Abstract

Hypersensitivity pneumonitis (HP), also referred to as extrinsic allergic alveolitis, is characterized by non-IgE-mediated inflammation of the parenchyma, alveoli, and terminal airways of the lung initiated by inhaled antigens in a susceptible host. Etiologic agents of HP are either organic high molecular weight compounds such as bacteria, fungi, amoebae, plant, and animal proteins or inorganic low molecular weight haptens such as isocyanate and drugs including amiodarone, nitrofurantoin, and minocycline. Six significant predictors have been identified that provide ∼95% diagnostic accuracy. These six predictors are (1) exposure to a known offending allergen, (2) positive precipitating antibodies to the offending antigen, (3) recurrent episodes of symptoms, (4) inspiratory crackles on lung auscultation, (5) symptoms occurring 4-8 hours after exposure, and (6) weight loss.

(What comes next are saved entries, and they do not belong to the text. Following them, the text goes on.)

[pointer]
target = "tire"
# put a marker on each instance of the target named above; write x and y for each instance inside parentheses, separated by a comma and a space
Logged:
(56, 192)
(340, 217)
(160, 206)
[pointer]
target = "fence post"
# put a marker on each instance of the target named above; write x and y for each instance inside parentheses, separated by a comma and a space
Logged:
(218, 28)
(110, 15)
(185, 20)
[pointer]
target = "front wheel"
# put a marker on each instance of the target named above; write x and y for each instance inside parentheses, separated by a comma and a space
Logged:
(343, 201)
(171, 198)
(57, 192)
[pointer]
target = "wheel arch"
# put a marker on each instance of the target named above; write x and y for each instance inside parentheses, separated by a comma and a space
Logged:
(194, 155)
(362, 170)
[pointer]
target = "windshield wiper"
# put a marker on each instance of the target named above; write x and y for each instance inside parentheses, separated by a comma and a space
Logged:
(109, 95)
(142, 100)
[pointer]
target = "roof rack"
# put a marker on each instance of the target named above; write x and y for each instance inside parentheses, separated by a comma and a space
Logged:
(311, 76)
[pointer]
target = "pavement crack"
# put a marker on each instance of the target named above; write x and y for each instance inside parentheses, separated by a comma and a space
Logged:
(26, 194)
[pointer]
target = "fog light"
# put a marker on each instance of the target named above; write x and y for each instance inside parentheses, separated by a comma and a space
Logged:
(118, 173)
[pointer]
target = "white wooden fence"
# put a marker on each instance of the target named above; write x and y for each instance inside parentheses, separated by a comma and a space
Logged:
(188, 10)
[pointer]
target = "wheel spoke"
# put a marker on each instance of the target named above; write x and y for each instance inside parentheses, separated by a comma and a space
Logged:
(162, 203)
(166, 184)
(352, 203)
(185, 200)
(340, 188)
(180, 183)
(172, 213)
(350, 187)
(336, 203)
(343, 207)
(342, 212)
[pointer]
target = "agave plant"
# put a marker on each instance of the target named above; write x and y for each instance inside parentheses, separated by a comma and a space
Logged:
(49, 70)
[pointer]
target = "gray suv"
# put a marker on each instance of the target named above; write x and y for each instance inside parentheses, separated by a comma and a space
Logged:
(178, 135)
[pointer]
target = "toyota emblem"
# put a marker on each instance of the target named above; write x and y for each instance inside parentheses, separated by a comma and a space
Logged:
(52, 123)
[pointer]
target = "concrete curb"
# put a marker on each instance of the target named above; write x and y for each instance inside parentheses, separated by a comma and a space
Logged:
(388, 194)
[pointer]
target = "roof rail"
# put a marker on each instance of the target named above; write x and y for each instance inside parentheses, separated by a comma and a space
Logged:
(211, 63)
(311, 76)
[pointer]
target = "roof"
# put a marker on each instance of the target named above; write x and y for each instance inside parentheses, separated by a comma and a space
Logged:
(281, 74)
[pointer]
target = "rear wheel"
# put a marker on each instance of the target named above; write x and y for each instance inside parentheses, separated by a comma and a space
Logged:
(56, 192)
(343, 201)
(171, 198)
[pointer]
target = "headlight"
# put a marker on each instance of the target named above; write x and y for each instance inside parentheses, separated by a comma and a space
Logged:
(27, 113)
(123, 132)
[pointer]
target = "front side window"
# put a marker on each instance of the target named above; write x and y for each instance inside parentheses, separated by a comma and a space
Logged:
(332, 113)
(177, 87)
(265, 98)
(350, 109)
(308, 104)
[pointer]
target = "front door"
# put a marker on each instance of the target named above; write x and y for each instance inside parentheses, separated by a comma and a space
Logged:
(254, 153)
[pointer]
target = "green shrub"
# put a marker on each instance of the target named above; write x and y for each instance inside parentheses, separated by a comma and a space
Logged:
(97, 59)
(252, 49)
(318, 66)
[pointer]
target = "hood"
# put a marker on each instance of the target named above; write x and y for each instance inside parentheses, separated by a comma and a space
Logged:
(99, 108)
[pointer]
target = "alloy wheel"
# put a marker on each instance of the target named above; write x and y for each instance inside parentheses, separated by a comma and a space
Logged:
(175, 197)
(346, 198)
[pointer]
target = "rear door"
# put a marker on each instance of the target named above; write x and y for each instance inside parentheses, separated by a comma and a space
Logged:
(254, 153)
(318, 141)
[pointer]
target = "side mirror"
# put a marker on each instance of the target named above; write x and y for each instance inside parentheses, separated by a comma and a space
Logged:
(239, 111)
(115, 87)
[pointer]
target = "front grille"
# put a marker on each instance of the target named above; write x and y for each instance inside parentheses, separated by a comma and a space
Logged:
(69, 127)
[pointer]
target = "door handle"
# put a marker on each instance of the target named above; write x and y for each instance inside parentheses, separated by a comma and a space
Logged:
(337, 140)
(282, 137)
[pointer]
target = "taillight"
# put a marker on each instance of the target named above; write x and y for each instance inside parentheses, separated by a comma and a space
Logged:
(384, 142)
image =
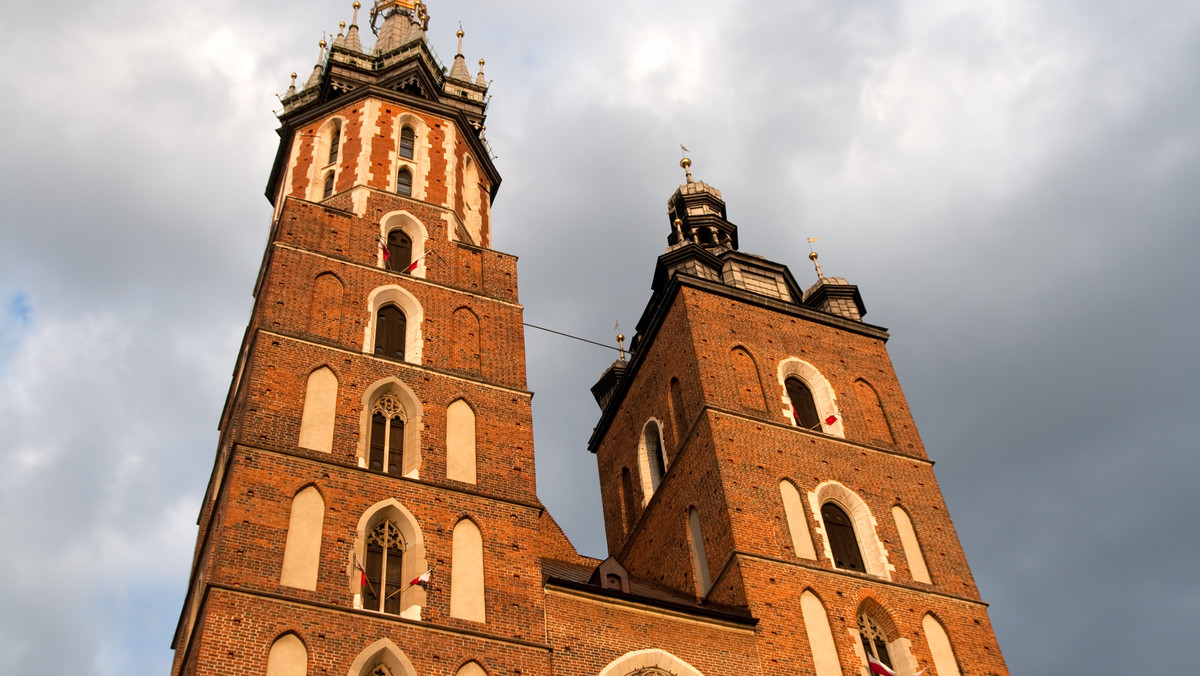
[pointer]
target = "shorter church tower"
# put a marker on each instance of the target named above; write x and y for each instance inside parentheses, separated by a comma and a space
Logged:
(757, 452)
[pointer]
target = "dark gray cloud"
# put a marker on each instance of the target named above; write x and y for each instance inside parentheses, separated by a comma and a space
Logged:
(1011, 184)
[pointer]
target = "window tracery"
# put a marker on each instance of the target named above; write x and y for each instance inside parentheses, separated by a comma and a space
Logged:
(384, 569)
(387, 435)
(875, 641)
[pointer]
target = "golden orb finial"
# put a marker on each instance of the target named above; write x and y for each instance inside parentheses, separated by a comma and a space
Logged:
(687, 168)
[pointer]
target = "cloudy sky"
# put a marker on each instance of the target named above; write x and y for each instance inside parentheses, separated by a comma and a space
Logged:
(1013, 184)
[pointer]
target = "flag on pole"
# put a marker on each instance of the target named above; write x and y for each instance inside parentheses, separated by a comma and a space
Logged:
(363, 570)
(879, 666)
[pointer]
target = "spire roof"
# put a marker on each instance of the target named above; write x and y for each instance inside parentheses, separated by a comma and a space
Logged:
(459, 70)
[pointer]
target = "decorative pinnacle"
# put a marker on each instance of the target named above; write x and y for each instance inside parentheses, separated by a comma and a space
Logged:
(813, 256)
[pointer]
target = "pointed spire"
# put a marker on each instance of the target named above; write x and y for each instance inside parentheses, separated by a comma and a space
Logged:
(459, 70)
(352, 34)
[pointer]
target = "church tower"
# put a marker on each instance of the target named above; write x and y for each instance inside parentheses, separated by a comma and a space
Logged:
(373, 484)
(756, 452)
(372, 510)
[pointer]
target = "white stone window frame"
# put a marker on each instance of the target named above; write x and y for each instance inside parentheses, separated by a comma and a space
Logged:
(382, 652)
(643, 461)
(904, 663)
(417, 232)
(321, 163)
(412, 599)
(413, 416)
(875, 555)
(414, 318)
(419, 166)
(822, 394)
(649, 660)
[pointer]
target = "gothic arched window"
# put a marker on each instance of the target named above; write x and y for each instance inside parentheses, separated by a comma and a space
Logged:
(653, 440)
(387, 453)
(329, 186)
(335, 139)
(405, 183)
(406, 142)
(385, 578)
(875, 642)
(400, 250)
(390, 330)
(678, 413)
(804, 408)
(840, 531)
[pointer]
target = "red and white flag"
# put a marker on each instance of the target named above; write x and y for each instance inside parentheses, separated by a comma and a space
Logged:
(879, 666)
(361, 570)
(883, 670)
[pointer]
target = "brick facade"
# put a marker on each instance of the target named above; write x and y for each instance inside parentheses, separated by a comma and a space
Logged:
(727, 440)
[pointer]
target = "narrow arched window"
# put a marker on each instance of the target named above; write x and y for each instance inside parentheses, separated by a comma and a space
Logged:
(384, 574)
(390, 329)
(654, 454)
(335, 139)
(407, 142)
(875, 642)
(400, 251)
(388, 436)
(405, 181)
(679, 414)
(329, 186)
(699, 558)
(804, 408)
(840, 531)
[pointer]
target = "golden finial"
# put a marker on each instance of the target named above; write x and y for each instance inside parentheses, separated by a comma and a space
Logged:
(813, 256)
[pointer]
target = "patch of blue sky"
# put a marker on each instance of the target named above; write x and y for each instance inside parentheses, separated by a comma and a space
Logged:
(15, 324)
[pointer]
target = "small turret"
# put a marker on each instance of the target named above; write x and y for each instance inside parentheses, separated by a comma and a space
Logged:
(459, 69)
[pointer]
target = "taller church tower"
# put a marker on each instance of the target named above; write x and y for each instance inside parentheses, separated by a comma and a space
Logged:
(372, 509)
(373, 484)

HP is staged into acute, subacute, and chronic. In the acute stage after direct exposure to the antigen, there is fever, chills, nonproductive cough, dyspnea, malaise, and myalgias, all resembling influenza. However, if obtained, a chest radiograph shows nodular infiltrates, and pulmonary function testing is restrictive (unless the cause is avian in which obstruction or obstruction with restriction is present). In the chronic stage, fever and chills are absent, but weight loss can occur. The immunologic response includes activated macrophages and CD8(+) cytotoxic lymphocytes, and bronchoalveolar lavage fluid reveals marked lymphocytosis with a ratio of CD4(+) cells to CD8(+) cells <1. Activated macrophages have increased expression of CD80/CD86, and T cells have increased expression of its counter-ligand CD28, evidence for heightened antigen presentation.